Long (for us) day hike. Crampons/ice ax very strongly recommended. Snow/ice melted away in places revealing holes with rushing streams underneath - falling in would be bad. Next time will do this earlier in the season. Good - clear and pretty much windless - weather all the way up.
Nice walk up a huge pile of rubble.Fun slide down.
Made the solo trip during the week to avoid any potential crowds. Left the Lunch Counter at 6am and summitted at 8:30am. Sunny with mild winds up high. Great views of Rainier, St. Helens, Hood and Jefferson. No objective hazards on the South Spur route.

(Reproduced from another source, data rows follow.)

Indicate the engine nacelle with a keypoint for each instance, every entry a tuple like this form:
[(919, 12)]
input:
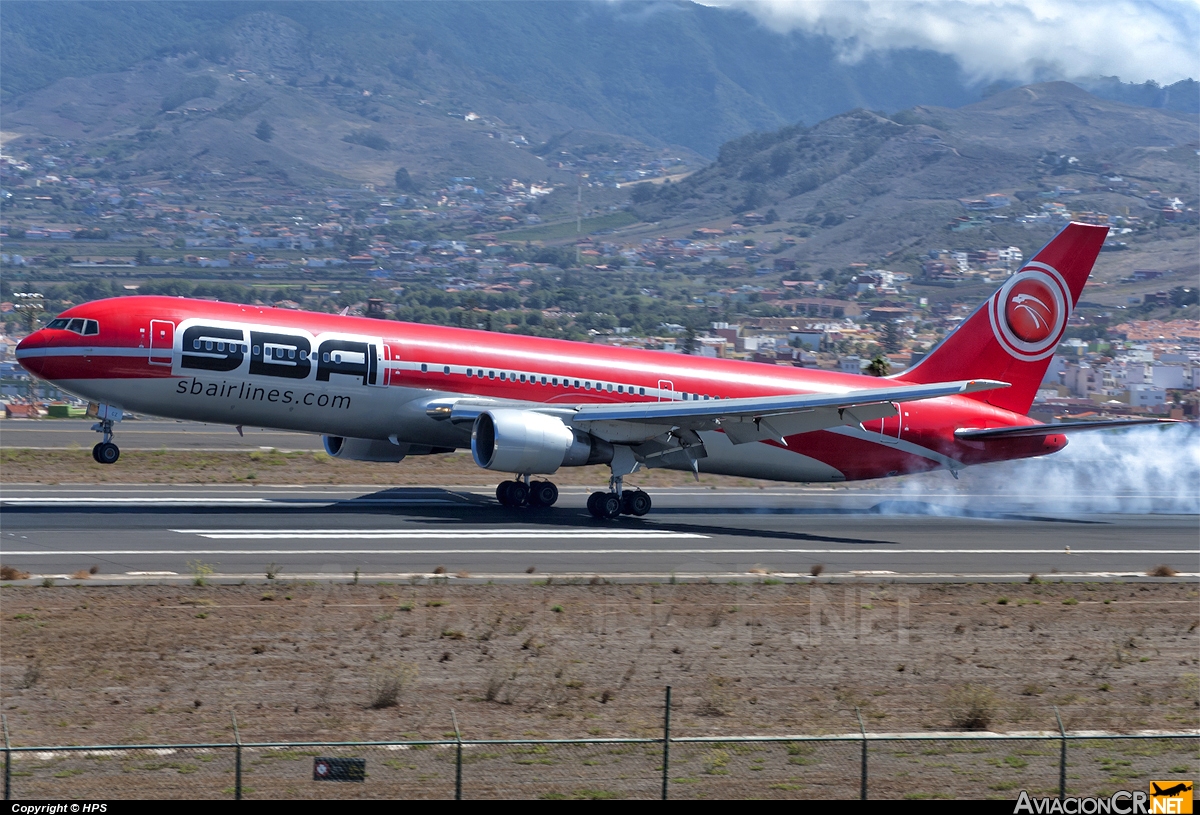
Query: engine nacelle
[(364, 449), (528, 442)]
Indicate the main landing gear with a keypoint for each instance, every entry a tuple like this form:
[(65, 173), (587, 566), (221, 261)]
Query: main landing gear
[(618, 502), (527, 493), (106, 453)]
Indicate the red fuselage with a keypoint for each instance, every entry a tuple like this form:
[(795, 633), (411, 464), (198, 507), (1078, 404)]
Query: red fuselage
[(371, 378)]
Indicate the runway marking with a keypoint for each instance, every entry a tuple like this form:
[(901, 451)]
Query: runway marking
[(568, 551), (449, 534), (213, 502)]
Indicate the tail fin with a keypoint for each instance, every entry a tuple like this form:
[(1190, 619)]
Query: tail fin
[(1013, 334)]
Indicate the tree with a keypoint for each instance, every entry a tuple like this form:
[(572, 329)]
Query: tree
[(405, 181), (689, 339), (892, 340)]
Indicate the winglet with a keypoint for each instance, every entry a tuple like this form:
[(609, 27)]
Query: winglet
[(976, 385)]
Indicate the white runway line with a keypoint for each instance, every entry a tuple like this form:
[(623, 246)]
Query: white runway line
[(439, 534), (576, 551), (211, 502)]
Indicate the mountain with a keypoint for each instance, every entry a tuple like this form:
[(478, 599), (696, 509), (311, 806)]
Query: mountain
[(865, 187), (672, 73)]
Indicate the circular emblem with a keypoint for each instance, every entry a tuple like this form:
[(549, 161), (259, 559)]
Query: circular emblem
[(1029, 313), (1030, 310)]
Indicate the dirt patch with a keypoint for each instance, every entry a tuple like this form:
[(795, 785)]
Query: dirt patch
[(25, 466), (153, 663)]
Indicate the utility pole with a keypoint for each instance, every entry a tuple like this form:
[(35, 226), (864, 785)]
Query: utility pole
[(579, 217)]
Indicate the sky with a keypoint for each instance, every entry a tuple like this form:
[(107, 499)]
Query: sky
[(999, 40)]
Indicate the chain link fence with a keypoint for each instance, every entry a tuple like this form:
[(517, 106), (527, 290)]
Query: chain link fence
[(915, 766)]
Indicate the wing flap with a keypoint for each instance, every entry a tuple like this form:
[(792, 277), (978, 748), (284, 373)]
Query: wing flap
[(1025, 431), (707, 413)]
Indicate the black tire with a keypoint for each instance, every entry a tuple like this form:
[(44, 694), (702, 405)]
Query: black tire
[(594, 502), (635, 503), (610, 505), (543, 493), (519, 493)]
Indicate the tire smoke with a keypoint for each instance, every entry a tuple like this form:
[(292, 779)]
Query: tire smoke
[(1138, 471)]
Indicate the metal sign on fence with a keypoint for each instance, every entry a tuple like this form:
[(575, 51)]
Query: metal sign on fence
[(339, 769)]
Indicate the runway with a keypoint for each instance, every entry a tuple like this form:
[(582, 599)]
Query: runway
[(138, 533), (150, 435)]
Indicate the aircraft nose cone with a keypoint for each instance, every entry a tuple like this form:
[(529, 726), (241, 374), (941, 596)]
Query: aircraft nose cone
[(27, 349)]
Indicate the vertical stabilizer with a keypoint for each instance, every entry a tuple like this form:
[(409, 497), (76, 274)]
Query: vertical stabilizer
[(1013, 334)]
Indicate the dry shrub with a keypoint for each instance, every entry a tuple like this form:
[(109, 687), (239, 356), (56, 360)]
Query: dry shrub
[(31, 675), (715, 697), (388, 682), (971, 707)]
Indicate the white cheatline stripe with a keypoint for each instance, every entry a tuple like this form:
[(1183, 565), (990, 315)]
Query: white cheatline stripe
[(568, 551), (449, 534)]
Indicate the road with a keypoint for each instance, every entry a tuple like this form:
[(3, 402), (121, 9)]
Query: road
[(150, 435), (154, 533)]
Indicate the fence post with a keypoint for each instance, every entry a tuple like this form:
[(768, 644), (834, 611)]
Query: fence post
[(666, 743), (457, 761), (1062, 756), (862, 791), (7, 761), (237, 741)]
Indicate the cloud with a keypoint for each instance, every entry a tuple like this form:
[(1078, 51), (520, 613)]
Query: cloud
[(1023, 40)]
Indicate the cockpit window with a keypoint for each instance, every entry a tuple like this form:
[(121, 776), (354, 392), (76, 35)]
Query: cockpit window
[(79, 325)]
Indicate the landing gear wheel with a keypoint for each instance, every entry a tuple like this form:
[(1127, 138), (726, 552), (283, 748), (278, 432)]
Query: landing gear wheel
[(517, 493), (635, 502), (502, 492), (610, 505), (543, 493)]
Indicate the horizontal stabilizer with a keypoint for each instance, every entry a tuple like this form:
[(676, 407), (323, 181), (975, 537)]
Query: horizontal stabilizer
[(972, 435)]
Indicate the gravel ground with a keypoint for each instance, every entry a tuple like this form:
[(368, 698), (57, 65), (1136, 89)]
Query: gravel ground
[(94, 664)]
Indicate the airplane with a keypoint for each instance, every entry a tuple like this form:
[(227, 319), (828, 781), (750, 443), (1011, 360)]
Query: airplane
[(382, 390), (1171, 791)]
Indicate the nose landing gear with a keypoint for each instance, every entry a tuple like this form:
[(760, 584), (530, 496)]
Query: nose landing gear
[(106, 453)]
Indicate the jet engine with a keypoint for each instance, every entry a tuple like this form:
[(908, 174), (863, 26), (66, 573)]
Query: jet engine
[(528, 442)]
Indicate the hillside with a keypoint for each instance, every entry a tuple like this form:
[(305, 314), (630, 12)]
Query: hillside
[(666, 73), (862, 186)]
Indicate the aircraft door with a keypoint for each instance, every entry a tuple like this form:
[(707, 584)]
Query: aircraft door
[(162, 341)]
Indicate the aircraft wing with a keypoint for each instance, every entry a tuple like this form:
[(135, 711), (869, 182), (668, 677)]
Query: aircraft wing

Did the South Spur route over the course of two days. Parked at Cold Springs, then climbed to about halfway up the ridge, between the Lunch Counter and Piker's Peak (false summit). Bivied overnight at this position, then awoke early the next morning for the rest of the climb. Summited around 9:30 AM, then headed back to Cold Springs. Lot of climbers on the mountain that weekend; looked like most of them made the summit as well. Weather was fantastic! Just as the route description states, the glissade between Piker's and the Lunch Counter is AWESOME!!!